You will not have the ability, touch or experience to do this and a tiny little nick out of a cable, flex or wires insulation can be lethal as it will allow current to arc across wires.
Changing a plug can be every bit as dangerous as drilling through a live cable if care is not taken.
The images below show how to strip a cable for wiring into a socket or switch. The cable used for appliances is called “Flex” this is dealt with further on.
The cable shown is a 2.5mm two core and earth. First the cable is nicked through the sheath at the end. Get this nick in the middle. Pull the sheath apart a little and you will see the bare earth wire in the centre. Clamp the wire with the side cutters gently and, holding the end of the cable in your other hand, pull the wire through the insulation. This will tear quite easily.
For those with no experience its best to use pliers for this operation rather than side cutters as shown. Measure the connections you wish to make, add enough on to turn the wires over (see second image to the left) do not skimp on the length. "Stretching" cable to meet connections can mean they will pull out over time, don't for get you house is moving all the time. It is better to have a little more than you need folded into a socket than too little.
An earth sleeve should be placed onto any bare earth wires.
Stripping flex is often more difficult than cable as it is usually more flexible because of thinner sheathing. Nicks in flex wires must be avoided.
Proprietary flex strippers can be bought at all DIY stores and these usually rely on a spring to close the cutting blade over the insulation covering. If this spring is too strong it can force the blade through the flex cover and make tiny cuts in the wire insulation beneath.
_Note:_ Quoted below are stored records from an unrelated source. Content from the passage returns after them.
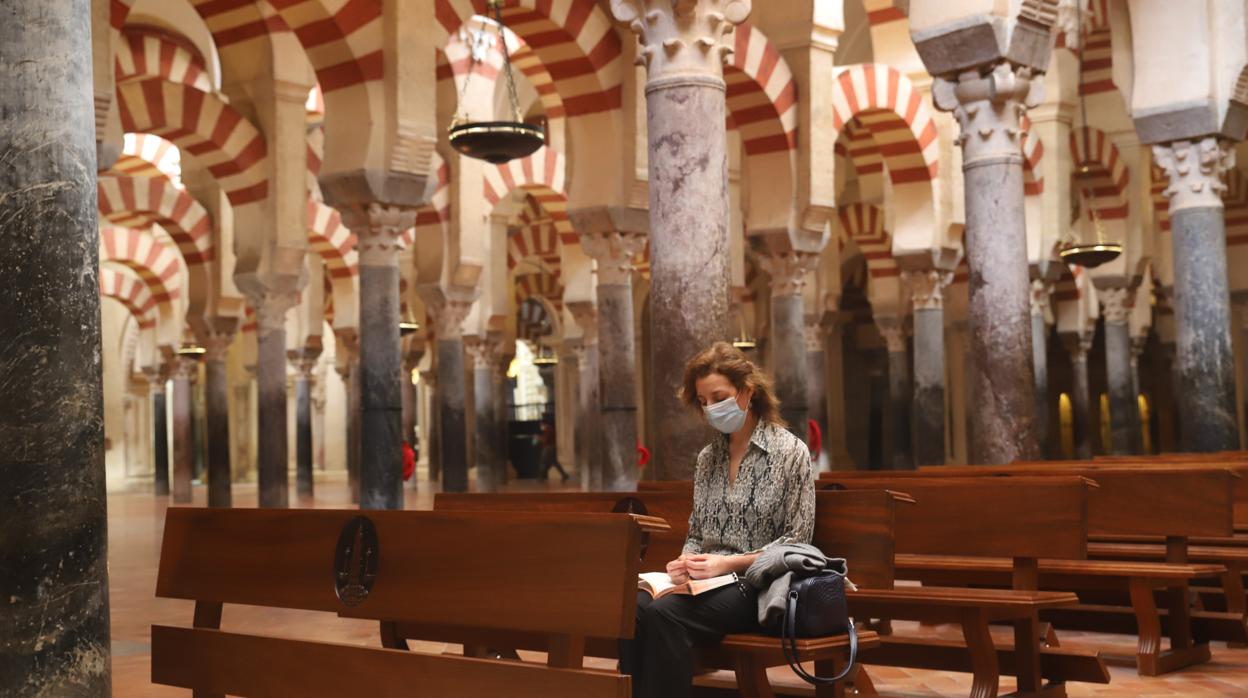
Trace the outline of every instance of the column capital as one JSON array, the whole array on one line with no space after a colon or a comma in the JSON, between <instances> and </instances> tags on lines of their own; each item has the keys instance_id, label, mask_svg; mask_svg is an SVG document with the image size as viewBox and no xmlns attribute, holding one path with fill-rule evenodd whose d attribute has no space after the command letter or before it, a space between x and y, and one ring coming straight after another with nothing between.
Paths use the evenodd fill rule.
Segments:
<instances>
[{"instance_id":1,"label":"column capital","mask_svg":"<svg viewBox=\"0 0 1248 698\"><path fill-rule=\"evenodd\" d=\"M197 341L204 346L204 361L221 363L229 356L230 345L234 343L234 332L209 330Z\"/></svg>"},{"instance_id":2,"label":"column capital","mask_svg":"<svg viewBox=\"0 0 1248 698\"><path fill-rule=\"evenodd\" d=\"M1048 322L1053 297L1053 284L1044 279L1031 281L1031 316L1045 318Z\"/></svg>"},{"instance_id":3,"label":"column capital","mask_svg":"<svg viewBox=\"0 0 1248 698\"><path fill-rule=\"evenodd\" d=\"M817 322L808 322L804 327L803 339L806 353L814 354L823 351L823 341L828 336L827 328Z\"/></svg>"},{"instance_id":4,"label":"column capital","mask_svg":"<svg viewBox=\"0 0 1248 698\"><path fill-rule=\"evenodd\" d=\"M646 90L673 84L724 86L727 38L750 15L750 0L611 0L611 13L641 41Z\"/></svg>"},{"instance_id":5,"label":"column capital","mask_svg":"<svg viewBox=\"0 0 1248 698\"><path fill-rule=\"evenodd\" d=\"M147 379L147 389L153 394L164 394L165 381L169 380L168 368L164 365L143 367L143 377Z\"/></svg>"},{"instance_id":6,"label":"column capital","mask_svg":"<svg viewBox=\"0 0 1248 698\"><path fill-rule=\"evenodd\" d=\"M1140 356L1144 354L1144 348L1148 346L1148 335L1136 335L1131 338L1131 361L1132 363L1139 361Z\"/></svg>"},{"instance_id":7,"label":"column capital","mask_svg":"<svg viewBox=\"0 0 1248 698\"><path fill-rule=\"evenodd\" d=\"M433 319L435 337L438 340L461 339L464 336L464 320L472 311L472 304L477 302L477 289L459 286L446 289L432 284L417 291Z\"/></svg>"},{"instance_id":8,"label":"column capital","mask_svg":"<svg viewBox=\"0 0 1248 698\"><path fill-rule=\"evenodd\" d=\"M581 328L581 343L591 345L598 343L598 307L589 301L572 301L568 303L568 311Z\"/></svg>"},{"instance_id":9,"label":"column capital","mask_svg":"<svg viewBox=\"0 0 1248 698\"><path fill-rule=\"evenodd\" d=\"M249 294L247 300L256 311L256 331L265 335L286 329L286 313L299 304L299 292L266 290Z\"/></svg>"},{"instance_id":10,"label":"column capital","mask_svg":"<svg viewBox=\"0 0 1248 698\"><path fill-rule=\"evenodd\" d=\"M1092 341L1095 338L1091 332L1062 333L1062 343L1066 345L1066 351L1070 352L1071 361L1076 363L1088 360L1088 352L1092 351Z\"/></svg>"},{"instance_id":11,"label":"column capital","mask_svg":"<svg viewBox=\"0 0 1248 698\"><path fill-rule=\"evenodd\" d=\"M421 371L420 384L427 385L430 390L433 390L438 384L438 372L432 368Z\"/></svg>"},{"instance_id":12,"label":"column capital","mask_svg":"<svg viewBox=\"0 0 1248 698\"><path fill-rule=\"evenodd\" d=\"M1235 149L1213 136L1173 141L1153 146L1153 162L1170 179L1162 194L1170 199L1171 213L1185 208L1221 208L1224 178L1235 167Z\"/></svg>"},{"instance_id":13,"label":"column capital","mask_svg":"<svg viewBox=\"0 0 1248 698\"><path fill-rule=\"evenodd\" d=\"M758 265L771 277L772 296L797 296L806 288L806 275L819 264L815 252L759 250Z\"/></svg>"},{"instance_id":14,"label":"column capital","mask_svg":"<svg viewBox=\"0 0 1248 698\"><path fill-rule=\"evenodd\" d=\"M317 356L292 352L288 353L286 358L290 361L290 367L295 369L295 374L300 380L312 382L315 377L312 374L316 371L318 363Z\"/></svg>"},{"instance_id":15,"label":"column capital","mask_svg":"<svg viewBox=\"0 0 1248 698\"><path fill-rule=\"evenodd\" d=\"M633 231L581 233L581 248L598 263L599 286L628 286L633 260L646 248L646 235Z\"/></svg>"},{"instance_id":16,"label":"column capital","mask_svg":"<svg viewBox=\"0 0 1248 698\"><path fill-rule=\"evenodd\" d=\"M1027 67L1001 62L932 83L936 108L953 112L961 126L962 169L1023 161L1020 120L1044 99L1044 79Z\"/></svg>"},{"instance_id":17,"label":"column capital","mask_svg":"<svg viewBox=\"0 0 1248 698\"><path fill-rule=\"evenodd\" d=\"M910 289L915 310L940 310L945 307L945 287L953 282L953 272L907 269L901 272L901 281Z\"/></svg>"},{"instance_id":18,"label":"column capital","mask_svg":"<svg viewBox=\"0 0 1248 698\"><path fill-rule=\"evenodd\" d=\"M1126 286L1098 288L1096 297L1101 302L1101 317L1105 318L1105 324L1127 324L1127 320L1131 318L1131 309L1135 300L1131 289Z\"/></svg>"},{"instance_id":19,"label":"column capital","mask_svg":"<svg viewBox=\"0 0 1248 698\"><path fill-rule=\"evenodd\" d=\"M199 359L190 356L179 356L174 359L173 377L177 380L194 382L199 377Z\"/></svg>"},{"instance_id":20,"label":"column capital","mask_svg":"<svg viewBox=\"0 0 1248 698\"><path fill-rule=\"evenodd\" d=\"M875 326L884 338L884 346L888 353L901 354L906 351L906 327L899 319L877 320Z\"/></svg>"},{"instance_id":21,"label":"column capital","mask_svg":"<svg viewBox=\"0 0 1248 698\"><path fill-rule=\"evenodd\" d=\"M493 370L495 363L497 363L498 353L495 344L495 342L484 337L475 335L464 337L464 351L472 359L472 367L474 369Z\"/></svg>"},{"instance_id":22,"label":"column capital","mask_svg":"<svg viewBox=\"0 0 1248 698\"><path fill-rule=\"evenodd\" d=\"M416 209L371 202L345 205L338 209L342 223L355 233L355 249L360 264L369 267L398 266L403 249L403 233L416 223Z\"/></svg>"}]
</instances>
Because the blade is so sharp these nicks can go unnoticed so before connecting a plug or an appliance, twist the wire a little to make sure no nick opens up in the insulation.
Wiring a plug
Plugs are bought with a paper strip over the three pins which is, most of the time, taken straight off and thrown away. Reading this instruction card one can see that it actually gives some useful information such as the exact length the wire should be trimmed to, to enable an easy, safe connection to the plug terminal.
The live lead of your flex is coloured brown and goes to the live terminal on the plug. The connection is made at the end of the fuse in the plug. The live electricity has to pass through the fuse before it gets into the cable leading to your appliance. If anything is wrong, the fuse blows.
The neutral wire is on the left of the plug and coloured blue and the earth wire, at the top of the plug, coloured green and yellow. NOTE: It is also recommended that you make sure that the earth wire is the longest of all 3 wires and has a kink or loop in it (as you can see from the image to the right). This is to ensure that if the cable clamp fails, the earth lead is the last wire to come loose, making sure that the electrical appliance continues to be earthed. Most plug terminals have small holes in them into which you place the stripped end of the appropriate wire.
Some plug terminals have small, brass, ring clamps which you position the cable under and screw the clamp down to fix the wire. Make sure all connections are tight including the clamp which holds the main body of the flex tight to the plug. If this is allowed to move around it will not be long before it loosens the wires in their terminals and a short circuit could occur.